To Shatin racecourse today to play the pipes in a sponsor’s “box” – a curious word for a space which could have accomodated a good sized dim sum restaurant. This was the first time I had been on the racecourse while racing was in progress. Alas, such is the size of the horse empire and the small role in its affairs accorded to visiting musicians, that we never actually saw a live horse. The life of a piper consists of a great deal of waiting around for a small burst of actual blowing. But even by those standards this was a long day. A morning rehearsal was cancelled so we waited for about five hours. The good news was that we had a pleasant space, and seats, to do it in.

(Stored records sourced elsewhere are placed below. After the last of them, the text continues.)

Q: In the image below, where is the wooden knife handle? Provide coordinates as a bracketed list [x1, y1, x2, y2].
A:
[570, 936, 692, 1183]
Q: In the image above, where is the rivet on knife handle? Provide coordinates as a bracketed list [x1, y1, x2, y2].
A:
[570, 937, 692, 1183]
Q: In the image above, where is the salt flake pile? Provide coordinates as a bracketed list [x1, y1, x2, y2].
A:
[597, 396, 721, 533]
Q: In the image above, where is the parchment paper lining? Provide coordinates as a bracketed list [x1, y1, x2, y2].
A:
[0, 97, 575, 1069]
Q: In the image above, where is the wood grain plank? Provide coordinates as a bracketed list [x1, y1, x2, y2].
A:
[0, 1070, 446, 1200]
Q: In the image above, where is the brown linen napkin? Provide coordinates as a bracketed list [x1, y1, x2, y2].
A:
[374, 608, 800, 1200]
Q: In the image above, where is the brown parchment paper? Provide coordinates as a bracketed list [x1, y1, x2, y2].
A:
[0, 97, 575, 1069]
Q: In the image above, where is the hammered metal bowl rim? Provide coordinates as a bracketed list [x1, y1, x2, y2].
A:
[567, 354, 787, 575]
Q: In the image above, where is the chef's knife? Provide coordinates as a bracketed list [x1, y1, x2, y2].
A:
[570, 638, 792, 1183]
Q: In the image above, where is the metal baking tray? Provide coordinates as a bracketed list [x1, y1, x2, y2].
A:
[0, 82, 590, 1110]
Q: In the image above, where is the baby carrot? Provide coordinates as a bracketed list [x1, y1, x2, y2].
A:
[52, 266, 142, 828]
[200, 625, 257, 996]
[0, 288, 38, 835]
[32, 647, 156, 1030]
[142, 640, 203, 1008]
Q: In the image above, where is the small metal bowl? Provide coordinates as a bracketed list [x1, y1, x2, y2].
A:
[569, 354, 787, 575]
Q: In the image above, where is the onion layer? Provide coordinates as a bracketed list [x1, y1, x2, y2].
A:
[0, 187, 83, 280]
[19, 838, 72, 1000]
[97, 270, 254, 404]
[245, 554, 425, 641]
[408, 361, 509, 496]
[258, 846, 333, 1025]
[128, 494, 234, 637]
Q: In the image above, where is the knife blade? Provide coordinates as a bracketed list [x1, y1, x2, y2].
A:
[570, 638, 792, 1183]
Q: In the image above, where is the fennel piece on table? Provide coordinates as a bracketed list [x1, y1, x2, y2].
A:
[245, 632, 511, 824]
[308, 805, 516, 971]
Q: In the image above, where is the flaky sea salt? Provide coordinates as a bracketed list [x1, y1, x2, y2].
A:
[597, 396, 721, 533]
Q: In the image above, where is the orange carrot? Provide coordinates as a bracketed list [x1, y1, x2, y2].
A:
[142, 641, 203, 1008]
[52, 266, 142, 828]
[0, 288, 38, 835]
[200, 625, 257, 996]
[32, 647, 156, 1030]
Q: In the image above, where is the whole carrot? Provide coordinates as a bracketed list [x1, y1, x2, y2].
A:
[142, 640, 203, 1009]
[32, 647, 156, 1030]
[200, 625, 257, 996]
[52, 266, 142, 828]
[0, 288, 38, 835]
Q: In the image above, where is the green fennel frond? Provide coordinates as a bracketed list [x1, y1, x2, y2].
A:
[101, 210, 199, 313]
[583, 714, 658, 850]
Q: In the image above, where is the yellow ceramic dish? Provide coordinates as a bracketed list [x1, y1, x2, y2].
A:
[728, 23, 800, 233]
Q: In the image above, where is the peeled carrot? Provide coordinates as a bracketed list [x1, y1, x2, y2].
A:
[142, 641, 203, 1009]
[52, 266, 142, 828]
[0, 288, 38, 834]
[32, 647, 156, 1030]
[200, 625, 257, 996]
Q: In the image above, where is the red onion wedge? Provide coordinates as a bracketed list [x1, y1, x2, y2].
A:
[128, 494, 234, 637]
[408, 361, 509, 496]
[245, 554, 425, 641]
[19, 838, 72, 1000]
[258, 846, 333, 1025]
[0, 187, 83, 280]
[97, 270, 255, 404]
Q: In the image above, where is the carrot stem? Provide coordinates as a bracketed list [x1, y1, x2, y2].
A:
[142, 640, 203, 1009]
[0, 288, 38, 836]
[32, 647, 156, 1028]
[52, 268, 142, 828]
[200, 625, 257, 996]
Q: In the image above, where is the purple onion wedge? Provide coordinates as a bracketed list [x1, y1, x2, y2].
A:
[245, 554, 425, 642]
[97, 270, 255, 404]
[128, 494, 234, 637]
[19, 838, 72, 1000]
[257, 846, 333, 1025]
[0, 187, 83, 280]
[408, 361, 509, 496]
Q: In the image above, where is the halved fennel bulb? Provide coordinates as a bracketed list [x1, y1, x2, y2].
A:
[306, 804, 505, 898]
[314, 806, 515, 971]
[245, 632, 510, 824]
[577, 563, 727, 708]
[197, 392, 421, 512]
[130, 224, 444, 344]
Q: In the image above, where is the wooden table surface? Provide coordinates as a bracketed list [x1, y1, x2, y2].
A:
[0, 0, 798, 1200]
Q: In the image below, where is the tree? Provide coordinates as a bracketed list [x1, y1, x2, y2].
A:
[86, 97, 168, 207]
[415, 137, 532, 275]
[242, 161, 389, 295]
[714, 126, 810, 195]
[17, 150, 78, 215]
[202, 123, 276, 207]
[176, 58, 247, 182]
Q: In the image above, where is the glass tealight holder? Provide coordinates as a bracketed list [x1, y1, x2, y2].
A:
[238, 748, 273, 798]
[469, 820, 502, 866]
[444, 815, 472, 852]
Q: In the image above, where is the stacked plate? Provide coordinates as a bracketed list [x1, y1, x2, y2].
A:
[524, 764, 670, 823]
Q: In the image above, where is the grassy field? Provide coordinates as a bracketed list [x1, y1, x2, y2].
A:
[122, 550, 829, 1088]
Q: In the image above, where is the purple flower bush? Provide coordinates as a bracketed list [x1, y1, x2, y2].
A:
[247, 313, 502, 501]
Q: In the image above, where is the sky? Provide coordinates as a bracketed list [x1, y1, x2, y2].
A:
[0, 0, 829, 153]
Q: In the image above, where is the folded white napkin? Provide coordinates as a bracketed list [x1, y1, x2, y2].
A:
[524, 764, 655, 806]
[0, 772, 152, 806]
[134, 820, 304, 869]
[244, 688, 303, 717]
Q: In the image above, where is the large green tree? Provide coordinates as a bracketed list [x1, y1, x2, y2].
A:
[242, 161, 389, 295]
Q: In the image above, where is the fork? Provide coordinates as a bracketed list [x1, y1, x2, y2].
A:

I had brief glimpses of the rest of the premises. Some large windowless rooms full of screens and seats where people who were not even pretending to be interested in four-legged animals could track the numbers. Bits of transplanted hotel for the use of various privileged groups. Hordes of staff. The Jockey Club appears to be a sort of terrestrial Cathay Pacific Airways. Everything is done as it should be but none of the people doing it look happy. None of the punters seemed to be deterred by the thought that their opulent surroundings had been constructed with the money donated by previous pickers of slow ponies. Did I detect the smell of greed? Perhaps it was my imagination.
What was not my imagination was the occasional whiff of nicotine. It seems that the enthusiasm for banning smoking in crowded open-air spaces has not yet reached horse territory. Perhaps those legal eagles who think a plastic screen makes a dining space “indoors” could set themselves a real challenge by considering the legal status of the parade ring, which nawadays has a huge retracting roof.